Renan Diniz

Personal information
- Full name: Renan Souza Diniz
- Date of birth: 27 February 1993 (age 32)
- Place of birth: São Paulo, Brazil
- Height: 1.87 m (6 ft 2 in)
- Position: Defender

Team information
- Current team: União Suzano

Senior career*
- Years: Team / Apps / (Gls)
- 2012: Santo André / 0 / (0)
- 2013: América (SP) / 3 / (1)
- 2014–2015: Rio Claro / 18 / (2)
- 2014: → Oeste (loan) / 13 / (0)
- 2015: Red Bull Brasil / 0 / (0)
- 2016: Bragantino / 6 / (0)
- 2016–2020: Adanaspor / 74 / (4)
- 2021: São Bernardo / 9 / (0)
- 2021: Mirassol / 5 / (0)
- 2021–2022: São Bernardo / 0 / (0)
- 2023: Camboriú / 11 / (0)
- 2023: Maringá / 11 / (1)
- 2023–2024: Ipatinga / 0 / (0)
- 2024–: União Suzano / 2 / (0)

= Renan Diniz =

Brazilian footballer

Renan Souza Diniz (born 27 February 1993) is a Brazilian professional footballer who plays as a defender for União Suzano.

==Career==
===América SP===

Renan made his league debut against Independente SP on 27 January 2013. He scored his first goal for the club against AA Flamengo on 7 April 2013, scoring in the 39th minute.

===Rio Claro===

Renan made his league debut against Comercial Futebol Clube RP on 1 February 2014. He scored his first goals for the club against Santos on 16 March 2014, scoring in the 43rd and 70th minute.

===Oeste===

Renan made his league debut against ADRC Icasa on 16 July 2014.

===Bragantino===

Renan made his league debut against Guarani FC on 10 February 2016.

===Adanaspor===

Renan scored on his league debut against Bursaspor on 19 August 2016, scoring in the 24th minute.
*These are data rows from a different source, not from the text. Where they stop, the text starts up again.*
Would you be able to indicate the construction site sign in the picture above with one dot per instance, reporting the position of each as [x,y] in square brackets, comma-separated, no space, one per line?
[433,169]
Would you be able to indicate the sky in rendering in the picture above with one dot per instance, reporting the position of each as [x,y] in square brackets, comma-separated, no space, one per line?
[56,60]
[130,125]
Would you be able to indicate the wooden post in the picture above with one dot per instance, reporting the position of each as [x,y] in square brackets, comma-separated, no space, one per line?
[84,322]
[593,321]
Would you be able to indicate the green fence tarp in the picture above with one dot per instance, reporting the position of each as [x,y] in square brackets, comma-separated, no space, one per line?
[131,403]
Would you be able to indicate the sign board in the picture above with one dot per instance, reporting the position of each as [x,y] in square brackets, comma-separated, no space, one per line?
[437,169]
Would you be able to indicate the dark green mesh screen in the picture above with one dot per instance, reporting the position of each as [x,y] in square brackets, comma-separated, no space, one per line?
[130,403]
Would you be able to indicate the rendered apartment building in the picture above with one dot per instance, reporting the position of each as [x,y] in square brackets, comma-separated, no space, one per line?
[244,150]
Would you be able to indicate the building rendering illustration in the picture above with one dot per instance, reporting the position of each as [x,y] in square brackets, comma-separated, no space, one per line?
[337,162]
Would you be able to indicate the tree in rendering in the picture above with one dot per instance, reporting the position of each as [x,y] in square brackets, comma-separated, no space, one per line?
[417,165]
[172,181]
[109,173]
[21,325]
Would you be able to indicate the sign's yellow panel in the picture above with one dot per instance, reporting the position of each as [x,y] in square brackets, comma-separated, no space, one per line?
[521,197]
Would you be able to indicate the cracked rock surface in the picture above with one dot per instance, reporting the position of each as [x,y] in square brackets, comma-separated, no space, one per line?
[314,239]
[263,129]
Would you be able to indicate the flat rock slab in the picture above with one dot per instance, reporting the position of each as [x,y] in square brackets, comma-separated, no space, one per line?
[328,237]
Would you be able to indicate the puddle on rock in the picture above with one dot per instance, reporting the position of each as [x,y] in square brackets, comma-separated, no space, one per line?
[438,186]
===First spell at São Bernardo===

Renan made his league debut against Lemense Futebol Clube on 10 March 2021.

===Mirassol===

Renan made his league debut against Botafogo SP on 12 June 2021.

===Camboriú===

Renan made his league debut against Joinville on 14 January 2023.

===Maringá===

Renan made his league debut against XV de Piracicaba on 6 May 2023. He scored his first goal for the club against Operário FC MS on 1 July 2023, scoring in the 88th minute.

===União Suzano===

Renan made his league debut against Catanduva on 13 March 2024.